К. Кузьминский «О Гр. Ковалёве (составитель о со-составителе)»:

«Григорий Лукьянович (он же Леонович) Ковалев сыграл в создании этой антологии роль, едва ли, не главную. Во всяком случае, все лучшее собрано им или благодаря ему. Я только продолжил.

Фигуру мой друг и учитель, Гришка-слепой, являл знаменательную. Ни одно литературное событие начала 60-х годов не обходилось без него. Завсегдатай Дома Книги, поэтических чтений в Союзе писателей, он был, лучше чем кто-либо, в курсе всей жизни литературной. Ни один из поэтов, уловленных Ковалевым, - не оказался пустышкой. У меня же - промахи случались. А суждения слепого всегда оказывались безошибочными. А он ведь и текстов не видел, так, на слух!

Ослеп он 6-ти лет отроду от кори. Но до сих пор помнит, что буква “ё” похожа на сову. Или это он украл у Сосноры, с которым носился, как с писаной торбой. В 60-е годы в Союзе писателей из задних рядов постоянно доносились выкрики: “Соснора - гений!”, или “Соснора - дерьмо!”, “Бродский - дерьмо!”, “Бродский - гений!” в зависимости от настроения или состояния желудка Григория Лукьяновича на данный момент. Выкрикивал он это вполголоса, не поднимая головы, худые, нервные руки слепого перебирались на коленях. Голова всегда была несколько набок, он как бы прислушивался - не к собеседнику, к себе. Костюм имел один, коричневый, заношенный донельзя, поскольку был сирота, впрочем, помнится, я видел его и в черном. Тоже заношенном, так что, может быть, у него их было два. Но и знал-то его я - на протяжении лет 14-ти! Ботинки тоже были сильно ношеные, с загнутыми носками, от походки - ходил он без палки, мягко ступая, и как бы нащупывая дорогу. Папку или пакет с рукописями (или пластинками) всегда прижимал крепко к груди. В одном глазу у него еще сохранилась доля процента зрения, а второй погиб окончательно, после удачной операции, когда небрежная сиделка, возвращаясь с ним в палату, бросила его одного в коридоре. Он пошел и, натурально, упал, ударившись мордой о кафель, и насмарку пошла блестящая операция.

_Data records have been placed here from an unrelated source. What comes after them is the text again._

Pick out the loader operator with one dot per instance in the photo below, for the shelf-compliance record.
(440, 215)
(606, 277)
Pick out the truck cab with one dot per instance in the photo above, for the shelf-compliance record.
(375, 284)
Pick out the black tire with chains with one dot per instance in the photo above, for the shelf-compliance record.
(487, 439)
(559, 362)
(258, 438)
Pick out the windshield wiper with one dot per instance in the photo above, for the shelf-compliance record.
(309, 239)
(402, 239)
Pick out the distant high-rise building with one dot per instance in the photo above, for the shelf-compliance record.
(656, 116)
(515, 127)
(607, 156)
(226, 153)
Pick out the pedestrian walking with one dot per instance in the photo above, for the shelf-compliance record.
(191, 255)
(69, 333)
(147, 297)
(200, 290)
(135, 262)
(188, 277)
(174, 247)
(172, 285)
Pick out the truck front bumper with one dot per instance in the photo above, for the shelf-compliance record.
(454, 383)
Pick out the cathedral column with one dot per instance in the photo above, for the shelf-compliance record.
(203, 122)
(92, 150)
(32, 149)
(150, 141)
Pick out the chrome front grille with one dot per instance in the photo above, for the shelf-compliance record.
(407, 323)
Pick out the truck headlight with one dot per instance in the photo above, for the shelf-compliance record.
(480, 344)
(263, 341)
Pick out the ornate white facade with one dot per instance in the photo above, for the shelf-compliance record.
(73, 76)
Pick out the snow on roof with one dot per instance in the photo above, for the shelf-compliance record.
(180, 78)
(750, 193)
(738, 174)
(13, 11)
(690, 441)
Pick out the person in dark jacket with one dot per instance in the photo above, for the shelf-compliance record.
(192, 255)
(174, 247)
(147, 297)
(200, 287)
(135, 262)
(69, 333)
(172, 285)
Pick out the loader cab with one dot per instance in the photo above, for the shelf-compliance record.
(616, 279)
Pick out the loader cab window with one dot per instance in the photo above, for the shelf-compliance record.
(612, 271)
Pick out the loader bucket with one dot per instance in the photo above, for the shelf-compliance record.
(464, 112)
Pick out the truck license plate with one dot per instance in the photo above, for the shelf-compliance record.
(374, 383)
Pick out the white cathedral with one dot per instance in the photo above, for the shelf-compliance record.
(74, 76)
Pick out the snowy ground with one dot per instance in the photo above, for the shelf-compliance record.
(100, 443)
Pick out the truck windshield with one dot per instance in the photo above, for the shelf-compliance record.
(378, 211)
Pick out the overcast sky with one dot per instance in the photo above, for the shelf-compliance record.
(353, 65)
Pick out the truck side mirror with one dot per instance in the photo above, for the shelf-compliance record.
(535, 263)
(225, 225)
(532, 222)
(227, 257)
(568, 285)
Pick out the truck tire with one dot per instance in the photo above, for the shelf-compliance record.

<…> жил он на пенсию, где-то 20–30 рублей, на которые покупал пластинки. Есть же было не на что, поэтому очень любил булку с колбасой, которую покупал на остатки сам, или приносили друзья и подруги, и пил крепко заваренный чай, который заваривал в здоровой, когда-то белой, поллитровой эмалированной кружке. Чайника у него не было, а пили из стаканов и банок. Жил он сначала на Пестеля, напротив переулка, где Мухинское училище, но недолго, с теткой, родителей у него не было, а тетка дала ему прописку, путем чего и сама получила отдельную комнату на себя, и клетушку для Гришки, в Апраксином переулке. Там еще было две семьи соседей, они, случалось, давали Гришке супу. А тетка его не кормила. Звали ее Матильда Матвеевна, и служила она библиотекаршей на военной кафедре в универститете. <…> Нас же она терпеть не могла. Так Гришка и жил, голодный, постирать ему было некому, в комнате тетка иногда убирала (на случай санитарной комиссии, не из альтруизму!), и никогда не жаловался. Характеру, не могу сказать, чтоб он был веселого, но скучно с ним не бывало. Жил же он всегда чужими заботами, перенося килограммы рукописей из одного дома в другой, перепечатывая, выверяя глазами бесчисленных мальчиков и девочек, собирая и сортируя. Сам он видел лишь настолько, чтобы поднеся бумагу к самому носу, определить - пустая или со стихами, а что там - читали другие. Однако, наощупь, никогда не ошибался, вытаскивал из пачки рукописи Сосноры или (тогда любимого) Иосифа, нужные стихи. <…> Памяти у него не было никакой, помнил он астрономическое количество отдельных строк - и ни одного цельного текста. Но: помнил-то он - наилучшие строчки! И был я у него в учебе годы и годы, хоть и старше он был меня - на каких-нибудь два. Более тонкого (и точного) критика я не встречал, и он - единственный, кому я не рисковал почти читать свои стихи. Ведь - если он скажет, что плохо...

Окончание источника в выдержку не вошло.